Leetcode 224. Basic Calculator

Given a string s representing a valid expression, implement a basic calculator to evaluate it, and return the result of the evaluation.

Note: You are not allowed to use any built-in function which evaluates strings as mathematical expressions, such as eval().

Example 1:Input: s = “1 + 1” Output: 2

Example 2:Input: s = ” 2-1 + 2 ” Output: 3

Example 3:Input: s = “(1+(4+5+2)-3)+(6+8)” Output: 23

Constraints:

• 1 <= s.length <= 3 * 105
• s consists of digits, '+', '-', '(', ')', and ' '.
• s represents a valid expression.
• '+' is not used as a unary operation (i.e., "+1" and "+(2 + 3)" is invalid).
• '-' could be used as a unary operation (i.e., "-1" and "-(2 + 3)" is valid).
• There will be no two consecutive operators in the input.
• Every number and running calculation will fit in a signed 32-bit integer.

My solution is a typical way. However, the performance is not that good.
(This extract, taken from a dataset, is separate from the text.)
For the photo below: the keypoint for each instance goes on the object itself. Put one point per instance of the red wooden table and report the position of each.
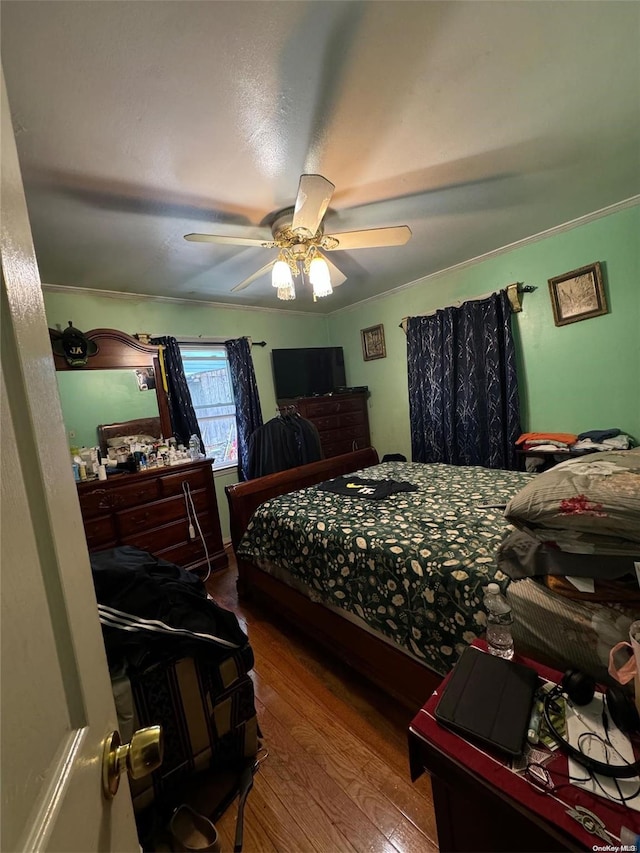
(483, 805)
Just FYI.

class Solution:
    def calculate(self, s: str) -> int:
        pattern = r'(\d+|\D)'

        tokens = re.findall(pattern, s)

        stack = []

        for char in tokens:
            if char == ' ':
                pass
            elif char == ')':
                sub_stack = self.get_substack(stack)
                stack.append(self.calculate_subtotal(sub_stack))
            else:
                stack.append(char)
        
        return self.calculate_subtotal(stack)
    
    def get_substack(self, stack):
        sub_stack = []

        while stack and stack[-1] != '(':
            sub_stack.append(stack.pop())

        if stack and stack[-1] == '(':
            stack.pop()

        return sub_stack[::-1]

    def calculate_subtotal(self, stack):
        total = 0
        sign = None

        for char in stack:
            if str(char) == '-' or str(char) == '+':
                sign = char
            else:
                if sign == '-':
                    total -= int(char)
                else:
                    total += int(char)
        
        return total